L’Austria stremata per le troppe sconfitte invoca la pace e si arrende. Napoleone decide tutto da solo, senza consultarsi col Direttorio, chiude un preliminare di pace a Loeben, ratificato poi dal trattato di Campoformio del 17 ottobre 1797: il Veneto viene consegnato agli Austriaci, Venezia e la Dalmazia viene ceduta all'Austria in cambio dei Paesi Bassi e la riva sinistra del Reno ed il riconoscimento della Repubblica Cisalpina che si arricchisce di Brescia, Verona , Valtellina e Polesine.

 

I capolavori d’arte italiani vengono esposti a Parigi.

 

Il trattato di Campoformio getta un’ ombra sulla condotta del generale corso e del Direttorio tutto.
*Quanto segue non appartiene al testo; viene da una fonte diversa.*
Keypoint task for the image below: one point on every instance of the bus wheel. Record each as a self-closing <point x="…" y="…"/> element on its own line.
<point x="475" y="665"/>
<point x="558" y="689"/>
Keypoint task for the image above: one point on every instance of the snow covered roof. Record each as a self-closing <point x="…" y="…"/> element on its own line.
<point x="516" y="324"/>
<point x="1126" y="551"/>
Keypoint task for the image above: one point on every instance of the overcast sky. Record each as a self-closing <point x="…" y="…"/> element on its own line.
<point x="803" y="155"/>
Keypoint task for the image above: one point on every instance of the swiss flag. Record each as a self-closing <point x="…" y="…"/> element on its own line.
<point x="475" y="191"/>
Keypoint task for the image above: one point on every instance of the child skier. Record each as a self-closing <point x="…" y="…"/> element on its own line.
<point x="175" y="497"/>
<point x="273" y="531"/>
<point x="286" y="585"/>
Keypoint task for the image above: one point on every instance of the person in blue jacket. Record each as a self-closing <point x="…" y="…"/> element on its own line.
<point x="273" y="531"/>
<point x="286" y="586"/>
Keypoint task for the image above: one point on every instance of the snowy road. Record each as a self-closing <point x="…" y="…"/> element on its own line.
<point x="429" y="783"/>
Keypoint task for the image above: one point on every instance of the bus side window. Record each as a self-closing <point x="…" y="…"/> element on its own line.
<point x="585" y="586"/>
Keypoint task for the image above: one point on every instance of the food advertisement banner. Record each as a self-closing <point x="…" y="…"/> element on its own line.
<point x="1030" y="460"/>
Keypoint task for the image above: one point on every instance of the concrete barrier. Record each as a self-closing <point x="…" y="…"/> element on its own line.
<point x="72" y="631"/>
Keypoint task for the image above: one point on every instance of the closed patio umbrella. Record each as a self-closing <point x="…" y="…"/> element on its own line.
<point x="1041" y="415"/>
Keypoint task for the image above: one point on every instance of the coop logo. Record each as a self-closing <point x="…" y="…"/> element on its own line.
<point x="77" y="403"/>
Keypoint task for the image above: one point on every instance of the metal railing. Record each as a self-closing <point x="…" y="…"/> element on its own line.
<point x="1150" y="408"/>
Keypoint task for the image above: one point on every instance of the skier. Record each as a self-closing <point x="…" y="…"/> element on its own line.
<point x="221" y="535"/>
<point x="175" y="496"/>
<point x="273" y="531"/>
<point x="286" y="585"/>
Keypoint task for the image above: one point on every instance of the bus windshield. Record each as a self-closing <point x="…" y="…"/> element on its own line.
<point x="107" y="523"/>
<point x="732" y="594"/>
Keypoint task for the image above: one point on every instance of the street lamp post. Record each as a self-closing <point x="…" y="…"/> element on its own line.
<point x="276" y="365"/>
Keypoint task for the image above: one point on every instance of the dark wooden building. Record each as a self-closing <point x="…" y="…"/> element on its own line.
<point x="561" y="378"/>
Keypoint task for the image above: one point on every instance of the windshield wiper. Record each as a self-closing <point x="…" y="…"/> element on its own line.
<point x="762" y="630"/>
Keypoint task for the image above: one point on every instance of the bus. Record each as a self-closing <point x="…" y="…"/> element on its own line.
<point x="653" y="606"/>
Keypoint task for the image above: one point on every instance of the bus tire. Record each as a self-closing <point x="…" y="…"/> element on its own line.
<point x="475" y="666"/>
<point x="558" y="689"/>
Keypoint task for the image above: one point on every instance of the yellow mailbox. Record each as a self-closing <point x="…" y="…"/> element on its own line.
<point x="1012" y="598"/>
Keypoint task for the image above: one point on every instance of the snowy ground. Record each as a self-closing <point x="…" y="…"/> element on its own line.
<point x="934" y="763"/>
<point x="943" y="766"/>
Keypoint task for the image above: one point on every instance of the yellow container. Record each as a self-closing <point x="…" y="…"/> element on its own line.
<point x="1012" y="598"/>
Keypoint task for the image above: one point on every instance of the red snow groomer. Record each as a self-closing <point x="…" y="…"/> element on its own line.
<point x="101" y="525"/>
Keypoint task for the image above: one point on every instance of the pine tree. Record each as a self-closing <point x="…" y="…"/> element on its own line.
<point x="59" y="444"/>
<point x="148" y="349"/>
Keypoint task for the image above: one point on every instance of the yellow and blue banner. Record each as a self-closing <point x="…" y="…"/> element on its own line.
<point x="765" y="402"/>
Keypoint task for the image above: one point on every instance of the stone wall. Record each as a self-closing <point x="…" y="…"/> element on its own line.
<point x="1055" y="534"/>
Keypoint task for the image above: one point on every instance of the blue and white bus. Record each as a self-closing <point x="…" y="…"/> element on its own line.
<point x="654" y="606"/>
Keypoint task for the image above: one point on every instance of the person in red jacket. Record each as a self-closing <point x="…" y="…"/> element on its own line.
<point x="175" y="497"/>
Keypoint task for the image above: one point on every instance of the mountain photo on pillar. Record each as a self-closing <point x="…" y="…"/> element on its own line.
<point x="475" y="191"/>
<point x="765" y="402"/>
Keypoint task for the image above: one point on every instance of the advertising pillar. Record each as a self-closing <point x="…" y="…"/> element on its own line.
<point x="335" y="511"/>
Non poche sono le critiche di molti  patrioti che, oramai delusi,  cominciano a dubitare della fiducia riposta in Napoleone e nella Francia Repubblicana. Ma il seme è gettato: negli animi di tutti si affaccia, fiduciosa, l’idea per un’azione, anche autonoma, per la formazione di uno stato unitario e repubblicano. La Repubblica Cisalpina sarà  la culla di questi uomini che troveremo impegnati in questo disegno politico nei prossimi anni che chiudono il secolo XVIII.

A dicembre Napoleone lascia l’Italia e rientra a Parigi con il suo esercito di eroi, e con i molti tesori artistici prelevati in Italia come legittimo   indennizzo. Tra questi i Cavalli di San Marco, le monumentali biblioteche, 25.000 quadri.

Resta in Italia il suo Luogotenente Generale Berthier ed un esercito di 20.000 uomini.